Think about the cutting-edge technology that existed Ten years ago and compare it with the one that exists today. From being able to phone a friend to emailing, video calling, sharing movies, songs, gaming, and what not on the same device, we have covered a long way. This brings us to the relevance of Moore’s Law.
Do you know about Moore’s Law?
George Moore’s perception is that the number of transistors on microchips or the computing power of new electronics will double up every two years. It states that while the computational progress will become fast and more efficient over time, we will pay less for it. Although the Law was made years ago, it’s more applicable now than ever before with the arrival of 5G technology.
1G–4G and 5G: A Brief History
What do you call that mini supercomputer that you carry with you all the time? Most people call it a cell phone, but it is much more than that. However, this wasn’t the case with the first cellular communication technology. When cell phones originated and gained popularity in the 1980s, they consisted of 1G technology synonymous with voice only. Moore’s Law didn’t let it stand at that, and the new generation of cellular technology called 2G was born that brought SMS and MMS capabilities into the picture.
This was followed by GPRS and EDGE with limited call/test and data encryption. Faster data transmission, video calls, and mobile internet came into being with the advent of 3G technology. Then came 4G or 4G LTE that allowed us to perform functions we love- HD videos, video conferencing, online gaming, and more. Technology made a forward leap with each new generation. 4G is the standard today, with most cell phones supporting both 3G and 4G technologies. This makes us question: what can be expected with 5G becoming the new standard?
5G and its untapped potential
5G is the massive upscaling of network technology to enable fast data transfer speed, like the blink of an eye, bigger opportunities for connectivity, and high bandwidth. It can be thought of as the ‘secret sauce’ that can implement cloud-connected traffic control, connected cars and other vehicles on the road, perform robotic surgeries and make everything that relies on instantaneous response and data analysis live up to its full potential.
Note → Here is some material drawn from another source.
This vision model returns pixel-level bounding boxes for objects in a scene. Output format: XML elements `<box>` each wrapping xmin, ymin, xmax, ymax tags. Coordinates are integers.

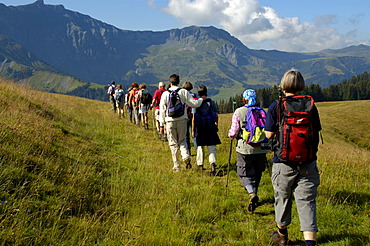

From emergency responses to healthcare to next-level gaming to smart energy solutions, the possibilities with 5G deployment are virtually limitless.
It is much more than just a faster network. It is the establishment of a new global wireless standard for throughput, speed, and bandwidth. It is the bridge to a new and better future.
Imagine waking up to a world where everything is well-connected, right from cars, to gadgets to home electronics and everything else. It is a world with no internet lags. With top optic fibre cable makers such as STL enabling a wireless 5G world, we aren’t far away from such a world. We are at the cusp of an industrial revolution that hinges on 5G technology, where wireless connectivity is extended beyond smartphones to enhanced machine-to-machine connections. 5G in India has created a lot of thrill and is expected to steer the revolution of IoT besides solving the mobile bandwidth woes.
This has led to a misconception that 5G is a competitor to optical fibre. However, the fact remains that 5G innovation will be driven by fibre which is a crucial empowering element for wireless technology like 5G.
What role will optical fibre play in 5G technology?
Small cells or small cellular radios are used by the 5G network for extending mobile network coverage. Numerous small cells need to be deployed at many different locations for building dense 5G networks. Therefore, these cells require a high-speed backhaul. This is where Fibre comes into the picture. Fibre enhances the backhaul capacity of these cells and offers accessibility, density, and flexibility required to support multiple applications required for the future. STL is developing wireless equipment for tapping the opportunity in future 5G deployments.
Fibre is the Backbone
Fibre is the backbone, supporting a robust 5G network. It offers a vigorous infrastructure by enabling a path, running backhaul from the macro site to small cells and rooftop connection points at different locations.
Future-Proof and Secure
Fibre, with its capacity to keep pace with increasing backhaul needs without any distance limitations, is an ideal future-proof solution that will stand the test of time. It is also durable and offers uninterrupted signal, irrespective of electromagnetic fields or temperature which means diminished or no scope of signal loss.
5G is a revolutionary concept that is capable to meet the higher capacity/coverage performance goals and fibre deployment plays a crucial role in building efficient wireless connectivity.